How You Feel Depends on Where You Are
New research uses GPS data from cell phones to draw connections between people’s location and their mood.
By Susan Pinker
https://www.wsj.com/articles/how-you-feel-depends-on-where-you-are-11594311622
July 9, 2020 12:20 pm ET
Do the places where we choose to spend time have any part in shaping our personalities? The answer lies in the GPS data captured by nearly every app on our phones, according to a new study by Sandra Matz, a computational scientist at Columbia Business School, and Gabriella Harari, a social psychologist at Stanford.
The study, published in June in the Journal of Personality and Social Psychology, shows that people’s persisting characteristics as well as their fleeting states of mind can be reliably predicted by the geographic breadcrumbs they leave behind. “Where you are tells us something about who you are and how you currently feel about yourself. And that’s not something you necessarily want to reveal to everyone,” said Prof. Matz.
The researchers began by assessing the personalities of nearly 2,000 university students. Participants answered 44 questions, using a scale of 1 to 5 to rate their agreement with statements such as “I can be moody,” “I do a thorough job” and “I am sometimes shy and inhibited.” The goal was to estimate how the students’ assessment of their own temperaments aligned with the “big five” personality traits: openness, conscientiousness, extroversion, agreeableness and neuroticism.
The researchers then kept tabs on the students’ locations, along with their thoughts and feelings, over a two-week period. (Data collection took place before the pandemic.) Four times a day, the participants were pinged on their smartphones.
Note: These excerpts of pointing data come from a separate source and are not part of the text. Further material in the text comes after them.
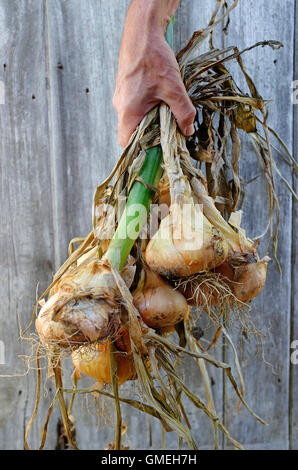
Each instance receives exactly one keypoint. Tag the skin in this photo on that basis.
(148, 72)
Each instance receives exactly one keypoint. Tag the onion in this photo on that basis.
(186, 242)
(173, 254)
(245, 274)
(159, 305)
(83, 305)
(94, 361)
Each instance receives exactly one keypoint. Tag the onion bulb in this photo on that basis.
(83, 304)
(94, 361)
(186, 242)
(185, 245)
(245, 274)
(159, 305)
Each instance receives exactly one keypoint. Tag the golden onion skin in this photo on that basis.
(83, 305)
(246, 279)
(173, 257)
(159, 305)
(95, 361)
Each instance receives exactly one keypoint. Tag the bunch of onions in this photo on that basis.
(243, 271)
(186, 242)
(159, 305)
(83, 305)
(94, 361)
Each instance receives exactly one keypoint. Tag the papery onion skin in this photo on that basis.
(158, 303)
(174, 258)
(95, 361)
(246, 280)
(83, 305)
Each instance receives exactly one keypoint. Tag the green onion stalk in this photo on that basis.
(140, 196)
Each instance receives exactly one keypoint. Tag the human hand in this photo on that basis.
(148, 71)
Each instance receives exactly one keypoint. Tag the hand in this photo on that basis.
(148, 71)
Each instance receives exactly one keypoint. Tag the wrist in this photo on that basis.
(153, 14)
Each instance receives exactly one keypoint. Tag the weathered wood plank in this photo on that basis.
(83, 40)
(57, 147)
(267, 392)
(294, 316)
(26, 230)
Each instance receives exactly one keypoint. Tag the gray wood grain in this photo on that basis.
(267, 388)
(294, 305)
(26, 230)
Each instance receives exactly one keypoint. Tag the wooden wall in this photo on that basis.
(58, 61)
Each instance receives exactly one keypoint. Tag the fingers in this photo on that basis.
(133, 102)
(176, 97)
(130, 114)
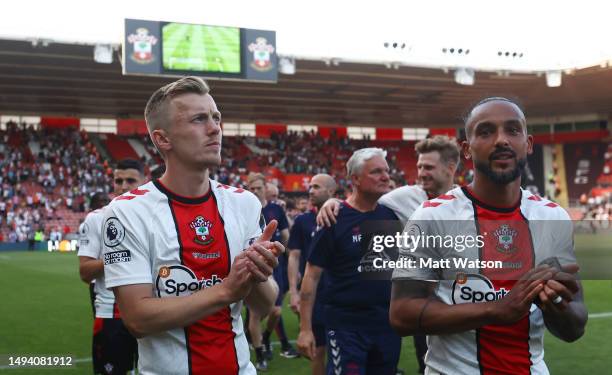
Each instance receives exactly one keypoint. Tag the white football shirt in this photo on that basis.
(90, 245)
(519, 237)
(179, 246)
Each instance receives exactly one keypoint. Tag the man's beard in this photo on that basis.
(502, 178)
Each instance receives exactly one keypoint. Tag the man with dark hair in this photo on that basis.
(183, 252)
(114, 349)
(436, 165)
(321, 188)
(261, 341)
(356, 312)
(501, 333)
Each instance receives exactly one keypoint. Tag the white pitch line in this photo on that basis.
(78, 360)
(600, 315)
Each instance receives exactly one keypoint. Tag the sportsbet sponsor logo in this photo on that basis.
(475, 288)
(180, 280)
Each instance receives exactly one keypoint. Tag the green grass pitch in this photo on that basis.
(45, 310)
(201, 48)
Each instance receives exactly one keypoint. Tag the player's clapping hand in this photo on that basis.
(255, 264)
(262, 254)
(559, 292)
(238, 284)
(306, 344)
(294, 302)
(516, 304)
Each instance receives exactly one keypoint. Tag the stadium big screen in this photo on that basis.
(177, 49)
(200, 48)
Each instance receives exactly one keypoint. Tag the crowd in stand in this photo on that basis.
(43, 172)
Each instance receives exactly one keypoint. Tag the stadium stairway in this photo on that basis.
(119, 148)
(139, 148)
(99, 145)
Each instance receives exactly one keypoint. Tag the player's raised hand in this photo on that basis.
(306, 344)
(262, 254)
(238, 283)
(275, 247)
(559, 292)
(328, 213)
(516, 304)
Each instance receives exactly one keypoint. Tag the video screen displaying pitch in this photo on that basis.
(201, 48)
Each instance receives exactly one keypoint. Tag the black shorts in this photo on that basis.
(114, 350)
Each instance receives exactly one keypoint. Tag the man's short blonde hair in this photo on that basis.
(447, 148)
(156, 111)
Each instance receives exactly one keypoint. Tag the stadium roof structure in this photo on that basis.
(63, 79)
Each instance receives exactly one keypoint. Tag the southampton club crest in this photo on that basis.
(202, 228)
(505, 239)
(262, 52)
(143, 46)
At each alert, they (and their phones) recorded their location, noting if they were at one of 12 commonly visited places, including a cafe, a friend’s place, the gym, their apartment, a class, a store, a religious environment, work or a party.
The students also answered five questions pertaining to their current state of mind, choosing among adjectives such as quiet, considerate, anxious, upset and lazy. These in-the-moment psychological states were averaged over the two weeks of tracking.
The researchers discovered that people’s longstanding psychological traits predict where they will spend their time. No surprise there: Under normal circumstances, it makes sense that our personalities dictate where we will be. Extroverts prefer bars, cafes, parties and restaurants, while introverts prefer to cocoon with their laptops at home.
What’s intriguing, especially now that so many people are stuck at home, is that the places we find ourselves in also shape us. ”Controlling for a person’s personality, we also saw that many of the places they spent time in affected how they thought and felt in the moment,” said Prof. Harari. “People feel more extroverted, more agreeable, more conscientious, when they are in other places, compared to when they are at home,” she said, while “people feel more disorganized and chaotic when they are at home.”
That’s a finding business leaders might ponder as they consider whether to make remote working the norm after the pandemic subsides. When people spent time in social environments, they also felt more compassionate, open-minded and kind compared to when they were at home.
Without doing a controlled experiment, the authors can’t prove which comes first, our personalities or the environments we consistently choose. Still, these findings confirm what many of us are feeling after nearly four months of lockdown. Whether frazzled or lonely, “our data suggest that if you just change your environment, you can change your psychological experience,” said Prof. Harari. Socially distant tennis, anyone?